Microsoft has announced a preview of its build of OpenJDK, which is the open-source distribution for Java. Microsoft’s OpenJDK build includes binaries for Java 11, and the company has also released an early access binary for Java 16 for Windows on ARM. 

“Java is one of the most important programming languages used today — developers use Java to build everything from critical enterprise applications to hobby robots. At Microsoft, we’ve seen increasing growth in customer use of Java across our cloud services and development tools. We’re continually working to broaden and deepen our Java support for customers and developers,” Bruno Borges, principal program manager of the Java Engineering Group at Microsoft, wrote in a post.

Microsoft’s OpenJDK build is based on OpenJDK source code and follows the same build scripts that are used by the Eclipse Adoptium project. It has also been tested against the Eclipse Adoptium Quality Assurance suite and passed the Java Technical Compatibility Kit (TCK) for Java 11. The TCK is used to verify compatibility with the Java 11 specification.

According to Microsoft, its OpenJDK build can be used as a drop-in replacement for any OpenJDK distribution in the Java ecosystem. 

In late 2021, Microsoft will make its OpenJDK build the default distribution for Java 11 in Azure-managed services. 

This build is also a long-term support release, and Microsoft will support Java 11 through at least 2025.

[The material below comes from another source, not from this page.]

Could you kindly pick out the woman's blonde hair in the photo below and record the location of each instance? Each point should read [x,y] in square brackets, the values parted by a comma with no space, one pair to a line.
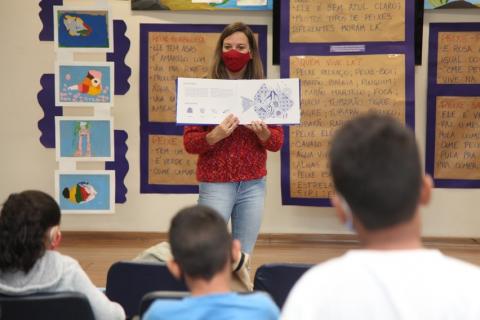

“We believe that a thriving OpenJDK community is key to Java’s continued success, and welcome Microsoft to the impressive list of those offering builds of OpenJDK,” said Scott Sellers, president & CEO of Azul. “This is great news for OpenJDK and Java in general, and further fuels the momentum as enterprises and developers move off proprietary Java offerings to OpenJDK distributions. We look forward to our ongoing collaboration with Microsoft in support of Azure’s Java users and of the Java user community as a whole.”